リゲルと全く同じ行動を取りながら、同じ空間へ落とし込まれたドイル。食道で揉みほぐされてきたせいか、恐怖でパッと立ち上がり、辺りを見回す。

竜の胃………絶対に破れない厚い肉壁に包まれ、脱出不可能な密室…

胃壁からは常に唾液が分泌されており、この空間から湿気と潤いを絶やさない。遠くからは「ドクン…ドクン…」と力強い鼓動が響いてくる。

ドイルは興味本位で、ヌメヌメとした胃壁を軽く押し込む。


ぷよっ……ぽよん…
「うわっ…すご…」

本当に軽く押しただけだと言うのに、入れた腕は肘ぐらいまで沈む。おまけに凄まじい弾力性を持っていた。

ふと上を見上げると、噴門はきつく閉じられ、もう開く事は無さそうである。


古の伝説では大竜は大抵の獲物を虐げ、手当たり次第に呑み込んでいったとか。そして呑まれた者の末路はここ。胃袋で身が溶けるまで揉まれ苦しみ、主人の一部となってしまう。

今も昔も、それは変わらない…




ぐにゅ

「ん…ん?」

歩いていたドイルは、胃肉とも違う、何やら変わった感触の物を踏んづける。恐る恐る目を下に向けると…








「…………先……輩…」

見覚えのあるライバーが着けられた腕だけが、グヨグヨと蠢く胃底に浮かび、そこにリゲルが沈んでいる事を示していた。

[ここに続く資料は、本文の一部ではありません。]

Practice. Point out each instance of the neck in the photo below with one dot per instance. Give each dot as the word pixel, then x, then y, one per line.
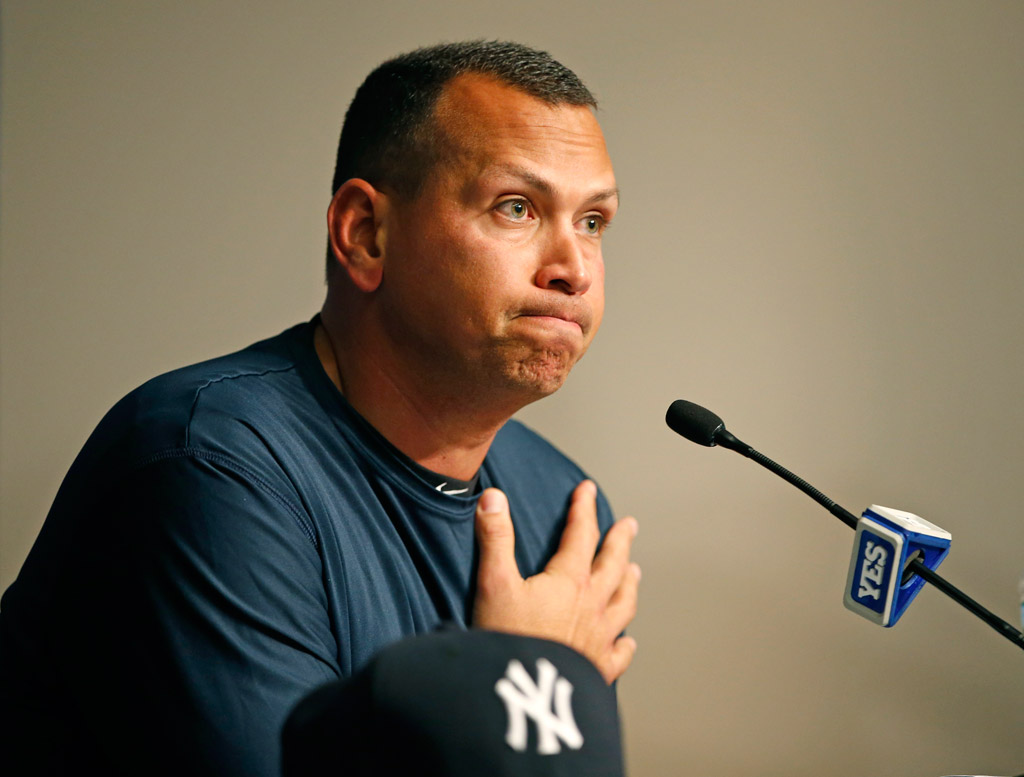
pixel 448 433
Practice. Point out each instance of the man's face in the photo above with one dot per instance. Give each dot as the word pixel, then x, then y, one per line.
pixel 494 278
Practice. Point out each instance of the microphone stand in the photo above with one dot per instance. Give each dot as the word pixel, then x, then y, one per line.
pixel 726 439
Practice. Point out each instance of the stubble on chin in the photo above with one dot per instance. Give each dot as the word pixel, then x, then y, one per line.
pixel 542 373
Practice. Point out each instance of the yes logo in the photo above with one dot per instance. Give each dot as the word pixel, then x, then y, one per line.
pixel 872 570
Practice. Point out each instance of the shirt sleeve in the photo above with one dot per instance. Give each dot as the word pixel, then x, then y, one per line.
pixel 200 618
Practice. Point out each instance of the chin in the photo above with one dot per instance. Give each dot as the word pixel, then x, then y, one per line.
pixel 542 374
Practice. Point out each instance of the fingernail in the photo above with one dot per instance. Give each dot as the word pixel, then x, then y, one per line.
pixel 492 501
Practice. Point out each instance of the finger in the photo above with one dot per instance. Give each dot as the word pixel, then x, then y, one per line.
pixel 580 537
pixel 623 605
pixel 497 541
pixel 619 659
pixel 614 555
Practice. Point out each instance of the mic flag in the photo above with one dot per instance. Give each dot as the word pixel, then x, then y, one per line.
pixel 880 584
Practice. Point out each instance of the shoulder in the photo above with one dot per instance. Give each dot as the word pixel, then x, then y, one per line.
pixel 518 446
pixel 217 402
pixel 522 460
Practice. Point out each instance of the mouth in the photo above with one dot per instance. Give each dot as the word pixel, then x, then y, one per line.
pixel 576 317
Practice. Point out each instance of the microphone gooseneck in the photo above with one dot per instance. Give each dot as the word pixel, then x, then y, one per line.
pixel 704 427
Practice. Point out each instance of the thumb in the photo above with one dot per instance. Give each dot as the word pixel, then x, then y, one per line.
pixel 497 540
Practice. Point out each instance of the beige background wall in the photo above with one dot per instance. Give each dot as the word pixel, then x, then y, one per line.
pixel 820 238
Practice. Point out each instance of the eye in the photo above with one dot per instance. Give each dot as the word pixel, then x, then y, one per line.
pixel 517 210
pixel 593 225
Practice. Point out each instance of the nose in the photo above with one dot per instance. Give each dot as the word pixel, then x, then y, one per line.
pixel 565 265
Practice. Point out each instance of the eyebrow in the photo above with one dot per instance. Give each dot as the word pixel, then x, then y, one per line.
pixel 545 187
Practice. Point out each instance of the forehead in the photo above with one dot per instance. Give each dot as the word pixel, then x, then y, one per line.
pixel 486 123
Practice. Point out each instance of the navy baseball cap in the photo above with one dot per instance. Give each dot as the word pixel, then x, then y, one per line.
pixel 457 703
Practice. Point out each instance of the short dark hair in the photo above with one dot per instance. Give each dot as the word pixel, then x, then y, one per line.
pixel 389 136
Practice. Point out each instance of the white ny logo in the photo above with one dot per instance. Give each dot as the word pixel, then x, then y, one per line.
pixel 523 697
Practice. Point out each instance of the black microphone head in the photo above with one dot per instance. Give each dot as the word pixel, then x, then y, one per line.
pixel 693 422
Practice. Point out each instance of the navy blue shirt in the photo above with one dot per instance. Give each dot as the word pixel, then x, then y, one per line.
pixel 231 535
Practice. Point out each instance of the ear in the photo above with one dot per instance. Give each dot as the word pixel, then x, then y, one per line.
pixel 355 227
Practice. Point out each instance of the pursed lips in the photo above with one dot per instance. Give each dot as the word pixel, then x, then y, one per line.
pixel 580 315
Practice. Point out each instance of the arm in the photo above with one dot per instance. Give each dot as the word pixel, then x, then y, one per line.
pixel 582 600
pixel 200 620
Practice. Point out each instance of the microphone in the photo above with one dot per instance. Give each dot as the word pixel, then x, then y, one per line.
pixel 919 545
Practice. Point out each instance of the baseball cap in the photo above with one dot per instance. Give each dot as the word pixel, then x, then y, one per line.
pixel 460 702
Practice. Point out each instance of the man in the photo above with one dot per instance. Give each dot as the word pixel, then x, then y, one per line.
pixel 237 532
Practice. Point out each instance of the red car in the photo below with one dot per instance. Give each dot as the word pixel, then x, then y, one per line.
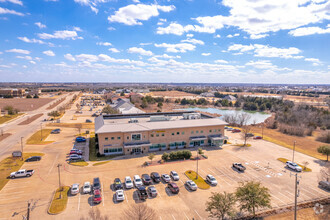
pixel 236 131
pixel 97 198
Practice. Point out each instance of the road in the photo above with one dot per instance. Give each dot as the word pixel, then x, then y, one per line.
pixel 11 143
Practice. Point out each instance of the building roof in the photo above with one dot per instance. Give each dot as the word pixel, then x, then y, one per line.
pixel 102 127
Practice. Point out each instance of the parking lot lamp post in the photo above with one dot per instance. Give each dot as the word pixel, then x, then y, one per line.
pixel 294 148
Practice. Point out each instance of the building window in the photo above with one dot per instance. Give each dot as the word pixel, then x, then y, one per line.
pixel 136 137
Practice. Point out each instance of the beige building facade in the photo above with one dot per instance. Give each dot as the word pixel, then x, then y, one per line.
pixel 149 132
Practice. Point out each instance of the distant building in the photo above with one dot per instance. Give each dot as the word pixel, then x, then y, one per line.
pixel 147 132
pixel 230 98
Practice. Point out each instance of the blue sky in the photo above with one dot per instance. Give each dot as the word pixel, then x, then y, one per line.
pixel 206 41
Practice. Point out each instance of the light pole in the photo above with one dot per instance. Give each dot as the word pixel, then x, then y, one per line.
pixel 294 148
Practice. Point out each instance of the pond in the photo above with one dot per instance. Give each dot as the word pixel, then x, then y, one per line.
pixel 256 117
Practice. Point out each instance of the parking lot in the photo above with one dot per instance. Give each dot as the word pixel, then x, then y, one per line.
pixel 260 161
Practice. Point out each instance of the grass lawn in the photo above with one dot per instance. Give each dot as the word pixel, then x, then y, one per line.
pixel 81 163
pixel 100 163
pixel 36 137
pixel 58 204
pixel 6 118
pixel 11 164
pixel 200 182
pixel 306 169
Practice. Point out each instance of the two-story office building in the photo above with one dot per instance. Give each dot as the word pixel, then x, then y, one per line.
pixel 147 132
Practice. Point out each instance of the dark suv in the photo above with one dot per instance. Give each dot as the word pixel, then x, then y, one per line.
pixel 155 177
pixel 142 193
pixel 146 179
pixel 96 183
pixel 173 187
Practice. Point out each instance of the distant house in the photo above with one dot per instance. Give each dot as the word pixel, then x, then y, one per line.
pixel 230 98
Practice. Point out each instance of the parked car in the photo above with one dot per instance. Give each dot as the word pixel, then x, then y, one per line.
pixel 175 175
pixel 97 198
pixel 146 179
pixel 236 131
pixel 137 181
pixel 22 173
pixel 191 185
pixel 155 177
pixel 293 166
pixel 87 188
pixel 249 135
pixel 166 178
pixel 211 180
pixel 120 195
pixel 80 139
pixel 75 151
pixel 73 157
pixel 152 191
pixel 33 158
pixel 117 184
pixel 74 189
pixel 325 185
pixel 56 131
pixel 142 193
pixel 96 184
pixel 239 166
pixel 128 182
pixel 173 187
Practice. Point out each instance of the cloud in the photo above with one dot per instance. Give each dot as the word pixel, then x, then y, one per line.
pixel 104 43
pixel 69 57
pixel 49 53
pixel 40 25
pixel 140 51
pixel 309 31
pixel 193 41
pixel 266 51
pixel 18 2
pixel 18 51
pixel 113 50
pixel 176 48
pixel 133 14
pixel 8 11
pixel 64 35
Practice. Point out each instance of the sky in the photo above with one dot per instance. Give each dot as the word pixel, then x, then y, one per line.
pixel 168 41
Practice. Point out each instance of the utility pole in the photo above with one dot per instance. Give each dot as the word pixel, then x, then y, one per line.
pixel 294 148
pixel 59 178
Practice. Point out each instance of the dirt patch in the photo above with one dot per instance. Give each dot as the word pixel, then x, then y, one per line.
pixel 5 135
pixel 24 104
pixel 30 119
pixel 55 104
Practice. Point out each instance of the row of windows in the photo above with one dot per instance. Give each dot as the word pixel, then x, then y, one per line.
pixel 112 150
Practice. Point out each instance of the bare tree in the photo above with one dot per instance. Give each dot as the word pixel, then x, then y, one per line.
pixel 139 212
pixel 95 214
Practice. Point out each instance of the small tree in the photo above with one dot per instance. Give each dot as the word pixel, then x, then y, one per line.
pixel 325 150
pixel 151 156
pixel 139 212
pixel 251 195
pixel 221 205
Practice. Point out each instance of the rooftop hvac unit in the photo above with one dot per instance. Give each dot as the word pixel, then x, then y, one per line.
pixel 159 118
pixel 189 116
pixel 133 120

余程暴れていたのだろう…手は力なくグッタリとしている。きっと、来ない助けを求め、伸びきっていたんだろう…


「先輩、今助けますから………」

自分のライバーを構え、カードケースをまさぐる。そうしている間にもリゲルの腕は「ズプニュ…ズプニュ…」と肉に沈んでいき、既に手首が飲み込まれようとしていた。急がなければ手遅れに…


ドイルは「RIDE POWER」のカードを何とか探し当て、大慌てでセットした。
















カチッ…「ERROR。」

「え……嘘…」


ガチャッ…カチッ「ERROR。」

何度やっても繰り返されるエラーの音声。ドイルは半ばパニックに陥りながら、ガチャガチャと同じ操作を繰り返し続ける。リゲルの手はもう、親指が埋もれてしまっていた。




ガチ…「ERROR。」

「そんな…頼むよ……」

ここでドイルははっとする。震える手でライバーの蓋を開け、読み込んでくれないカードを取りだして見た。





カードがふやけている……
肉管でぎゅうぎゅうと押し揉まれた上に、この湿っぽい胃袋に入れられた紙製のカードが、機械に通るはずもなかった。







ズポゥ……ジュプ…

「嫌だ!!先輩、独りにしないでください!!!」

ただの紙くずとなったカードを放り投げ、ほんの僅かに見え隠れしている中指の先を掴む。しかしカードの力無しで、しかもヌルヌルと滑る手で重い体を引き抜く事など…



ゴポリ……ムニュ…ムニュ……………

「せ………うわああああっ!!!!!!」

呆気なく儚く、リゲルは柔肉に溺れていき、見えなくなった。ドイルは腕を突っ込もうとするが、リゲルが沈んだ部分のみ屈強に堅くなり、胃はマッサージの邪魔をさせない。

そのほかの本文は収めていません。